There were no associations of genetically predicted IgG N-glycosylation traits with the risk of AD and VaD using the IVW method (all Bonferroni corrected p > 0.0013). These estimates of four additional sensitivity analyses methods were consistent with the IVW estimates in terms of direction and magnitude. Additionally, the MR-PRESSO global test and the intercept of MR-Egger regression indicated no evidence of horizontal pleiotropy. Meanwhile, the heterogeneity test showed no significant heterogeneity using the Cochran Q statistic. The leave-one-out sensitivity analyses also did not detect any significant change.
Our MR study did not support evidence for the hypothesis that IgG N-glycosylation level may be causally associated with the risk of dementia.
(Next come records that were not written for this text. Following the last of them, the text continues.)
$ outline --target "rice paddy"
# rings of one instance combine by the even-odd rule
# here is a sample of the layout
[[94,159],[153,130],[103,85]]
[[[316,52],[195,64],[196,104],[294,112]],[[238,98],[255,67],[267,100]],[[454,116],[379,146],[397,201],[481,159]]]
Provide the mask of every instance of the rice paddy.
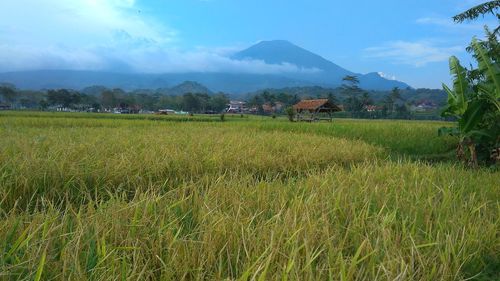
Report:
[[0,280],[498,280],[440,122],[0,113]]

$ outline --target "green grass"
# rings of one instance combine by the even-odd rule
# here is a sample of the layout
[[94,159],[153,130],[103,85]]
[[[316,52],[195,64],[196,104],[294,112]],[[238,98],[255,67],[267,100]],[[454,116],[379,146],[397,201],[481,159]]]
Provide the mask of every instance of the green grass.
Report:
[[152,117],[0,114],[0,280],[500,278],[443,123]]

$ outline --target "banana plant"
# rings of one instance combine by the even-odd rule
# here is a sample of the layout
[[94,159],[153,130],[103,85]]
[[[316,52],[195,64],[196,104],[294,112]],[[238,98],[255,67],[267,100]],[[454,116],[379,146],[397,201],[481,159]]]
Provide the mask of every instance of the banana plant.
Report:
[[482,78],[474,83],[473,79],[468,78],[467,70],[460,65],[460,61],[454,56],[450,58],[453,87],[450,89],[443,84],[448,94],[448,104],[442,116],[457,118],[458,126],[441,128],[439,133],[457,136],[459,138],[457,157],[477,167],[478,148],[484,154],[485,151],[498,150],[500,142],[500,129],[498,128],[500,123],[500,67],[496,63],[498,59],[492,59],[477,39],[473,39],[472,49]]

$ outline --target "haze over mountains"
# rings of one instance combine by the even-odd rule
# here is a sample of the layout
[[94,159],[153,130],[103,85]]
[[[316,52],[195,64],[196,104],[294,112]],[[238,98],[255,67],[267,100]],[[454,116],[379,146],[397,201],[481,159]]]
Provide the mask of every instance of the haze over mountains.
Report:
[[359,74],[344,69],[323,57],[300,48],[288,41],[262,41],[231,56],[233,60],[263,61],[269,65],[287,66],[290,71],[273,74],[240,72],[190,72],[190,73],[119,73],[78,70],[37,70],[0,73],[0,82],[16,85],[21,89],[72,88],[82,89],[92,85],[109,88],[156,89],[167,88],[184,81],[195,81],[213,92],[248,93],[265,88],[298,86],[336,87],[346,75],[356,75],[360,86],[367,90],[407,88],[406,83],[381,77],[377,72]]

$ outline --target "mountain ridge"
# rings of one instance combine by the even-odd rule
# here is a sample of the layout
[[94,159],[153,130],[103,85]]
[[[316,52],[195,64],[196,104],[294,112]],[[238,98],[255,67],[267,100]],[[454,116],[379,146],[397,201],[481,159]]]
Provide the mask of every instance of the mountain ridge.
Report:
[[407,88],[408,84],[388,80],[376,72],[359,74],[285,40],[261,41],[233,54],[233,60],[260,60],[267,64],[296,66],[297,71],[274,74],[244,72],[131,73],[90,70],[30,70],[0,73],[0,82],[39,90],[47,88],[83,89],[92,85],[108,88],[169,88],[184,81],[200,83],[212,92],[243,94],[265,88],[299,86],[338,87],[345,75],[356,75],[367,90]]

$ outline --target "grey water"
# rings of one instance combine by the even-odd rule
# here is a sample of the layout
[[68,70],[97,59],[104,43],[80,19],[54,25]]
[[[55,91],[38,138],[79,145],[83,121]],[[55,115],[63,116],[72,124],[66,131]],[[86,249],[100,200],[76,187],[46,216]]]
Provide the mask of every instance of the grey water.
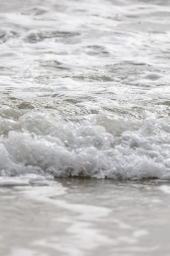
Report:
[[170,13],[0,1],[3,256],[169,254]]

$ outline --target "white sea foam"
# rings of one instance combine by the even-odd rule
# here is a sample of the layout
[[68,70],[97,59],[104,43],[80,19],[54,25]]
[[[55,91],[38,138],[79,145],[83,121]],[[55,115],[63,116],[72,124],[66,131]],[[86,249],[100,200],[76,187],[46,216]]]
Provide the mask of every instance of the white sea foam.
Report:
[[170,9],[157,2],[0,4],[2,176],[170,178]]

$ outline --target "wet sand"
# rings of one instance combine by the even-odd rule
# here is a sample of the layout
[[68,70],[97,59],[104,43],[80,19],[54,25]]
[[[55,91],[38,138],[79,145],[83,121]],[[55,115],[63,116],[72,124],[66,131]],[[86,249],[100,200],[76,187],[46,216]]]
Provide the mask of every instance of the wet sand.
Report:
[[168,256],[170,197],[158,180],[1,187],[0,255]]

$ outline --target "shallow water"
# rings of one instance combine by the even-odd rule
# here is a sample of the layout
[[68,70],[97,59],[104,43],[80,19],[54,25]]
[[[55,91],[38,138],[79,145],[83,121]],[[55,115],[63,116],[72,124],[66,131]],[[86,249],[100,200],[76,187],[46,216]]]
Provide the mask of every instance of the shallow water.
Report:
[[170,179],[168,1],[0,10],[2,175]]
[[72,178],[62,190],[57,181],[2,188],[1,255],[168,256],[166,183]]
[[169,255],[170,14],[0,2],[0,255]]

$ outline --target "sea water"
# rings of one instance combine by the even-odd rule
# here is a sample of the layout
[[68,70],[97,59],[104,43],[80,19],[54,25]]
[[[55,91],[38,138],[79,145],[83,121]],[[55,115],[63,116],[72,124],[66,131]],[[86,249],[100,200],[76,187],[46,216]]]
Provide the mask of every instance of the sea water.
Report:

先前的前瞻性研究强调了免疫球蛋白 G(IgG)N-糖基化的异常是痴呆症的一个风险因素[如阿尔茨海默病(AD)和血管性痴呆(VaD)]。目前尚不清楚这种关联是因果关系还是由混杂因素或反向因果关系解释的。
本研究旨在使用两样本 Mendelian 随机化(MR)方法,检验遗传预测 IgG N-糖基化与痴呆症之间的关联。
从欧洲血统个体的已发表全基因组关联研究(GWAS)中选择独立的 IgG N-糖基化特征遗传变异作为工具变量。我们从大型临床诊断 AD GWAS 数据集和芬兰遗传生物银行 VaD GWAS 数据集中提取了它们相应的汇总统计数据。采用逆方差加权(IVW)方法计算效应估计值。同时,还进行了多种敏感性分析以评估水平多效性和异常值。
使用 IVW 方法,遗传预测的 IgG N-糖基化特征与 AD 和 VaD 的发病风险之间没有关联(所有 Bonferroni 校正后的 p 值均>0.0013)。四种额外敏感性分析方法的估计结果在方向和幅度上与 IVW 估计值一致。此外,MR-PRESSO 全局检验和 MR-Egger 回归的截距表明没有水平多效性的证据。同时,异质性检验表明 Cochran Q 统计量无显著异质性。单样本敏感性分析也未发现任何显著变化。
我们的 MR 研究没有支持 IgG N-糖基化水平可能与痴呆症风险存在因果关系的假设。